The tumor had completely vanished from the radium treatments. The radiation treatments were just to make sure there were no cancer cells left anywhere inside her… each morning at Hopkins for her radiation treatments. She’d change into a surgical gown, lie on an exam table with an enormous machine mounted on the wall above her, and a doctor would put strips of lead inside her vagina to protect her colon and lower spine from the radiation. On the first day he tattooed two black dots with temporary ink on either side of her abdomen, just over her uterus. They were targets, so he could aim the radiation into the same area each day, but rotate between spots to avoid burning her skin too much in one place…Toward the end of her treatments, Henrietta asked her doctor when she’d be better so she could have another child.

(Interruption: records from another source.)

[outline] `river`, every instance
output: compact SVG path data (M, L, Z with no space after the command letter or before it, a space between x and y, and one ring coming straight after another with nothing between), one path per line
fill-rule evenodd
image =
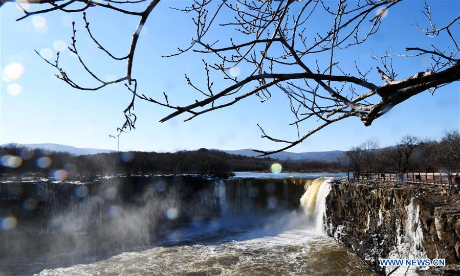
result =
M341 176L6 181L0 274L362 274L323 232L328 181Z

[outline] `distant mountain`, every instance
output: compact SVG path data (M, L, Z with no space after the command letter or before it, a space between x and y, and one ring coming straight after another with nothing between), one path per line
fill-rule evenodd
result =
M2 145L2 146L7 146L8 144ZM96 153L109 153L114 152L114 150L101 149L87 149L82 148L76 148L72 146L60 145L59 144L26 144L21 145L29 149L41 149L51 151L63 151L69 152L75 155L86 155L89 154L95 154ZM237 150L223 150L220 149L211 149L213 150L223 151L231 154L237 154L245 156L255 157L258 153L254 151L252 149L246 149ZM290 152L284 151L278 152L270 155L270 157L277 158L281 160L290 159L293 161L303 160L319 160L319 161L335 161L337 157L343 155L345 152L341 150L333 150L331 151L311 151L307 152Z
M237 150L220 150L227 153L232 154L239 154L246 156L255 157L259 154L258 153L254 151L252 149L246 149ZM335 161L338 157L341 157L345 154L345 152L341 150L333 150L330 151L310 151L307 152L290 152L289 151L283 151L282 152L278 152L274 153L270 157L274 158L278 158L281 160L286 160L290 159L293 161L308 161L308 160L319 160L319 161Z
M11 143L12 144L12 143ZM2 145L2 146L7 146L9 144ZM69 152L75 155L87 155L89 154L95 154L96 153L108 153L115 151L112 150L101 149L86 149L82 148L76 148L72 146L59 145L59 144L26 144L17 145L25 146L26 147L31 149L40 149L50 151L63 151Z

Until that moment, Henrietta didn’t know that the treatment had left her infertile.
In Henrietta’s medical record one of her doctors wrote, “Told she could not have any more children. Says if she had been told so before, she would not have gone through with treatment.” But by the time she found out, it was too late.
Page 127 PART TWO: DEATH; Chapter 17: Illegal, Immoral, and Deplorable
As HeLa grew like crabgrass in laboratories around the world, a virologist named Chester Southam had a frightening thought. What if Henrietta’s cancer cells could infect the scientists working on them?
…Researchers were breathing in the air around HeLa cells, touching them and transferring them from vial to vial, even eating lunch at lab tables beside them. One had used them to grow a vaccine for a common-cold-like virus, which he’d injected – along with bits of HeLa – into more than four hundred people. [Southam went on to experiment with injecting HeLa cells into cancer patients, prisoner volunteers and gynecologic surgery patients to see whether the cells were as malignant in other people as they were in Henrietta. Southam “didn’t tell patients the cells were cancerous because he didn’t want to cause any unnecessary fear.”]
Page 167 and 168 PART TWO: DEATH; Chapter 21: Night Doctors
…But the history of Hopkins Hospital certainly isn’t pristine when it comes to black patients. In 1969, a Hopkins researcher used blood samples from more than 7,000 neighborhood children most of them from poor black families – to look for a genetic predisposition to criminal behavior. The researcher didn’t get consent. The American Civil Liberties Union filed suit claiming the study violated the boys’ civil rights and breached confidentiality of doctor-patient relationships by releasing results to state and juvenile courts. The study was halted, then resumed a few months later using consent forms.
And in the late nineties, two women sued Hopkins claiming that its researchers had knowingly exposed their children to lead, and hadn’t promptly informed them when blood tests revealed that their children had elevated lead levels – even when one developed lead poisoning. The research was part of a study examining lead abatement methods, and all families involved were black. The researchers had treated several homes to varying degrees, then encouraged landlords to rent those homes to families with children so they could then monitor the children’s lead levels. Initially, the case was dismissed. On appeal, one judge compared the study to Southam’s HeLa injections, the Tuskegee [syphilis] study, and Nazi research, and the case eventually settled out of court. The Department of Health and Human Services launched an investigation and concluded that the study’s consent forms “failed to provide an adequate description” of the different levels of lead abatement in the homes. But today when people talk about the history of Hopkins’s relationship with the black community, the story many of them hold up as the worst offense is that of Henrietta Lacks – a black woman whose body, they say, was exploited by white scientists.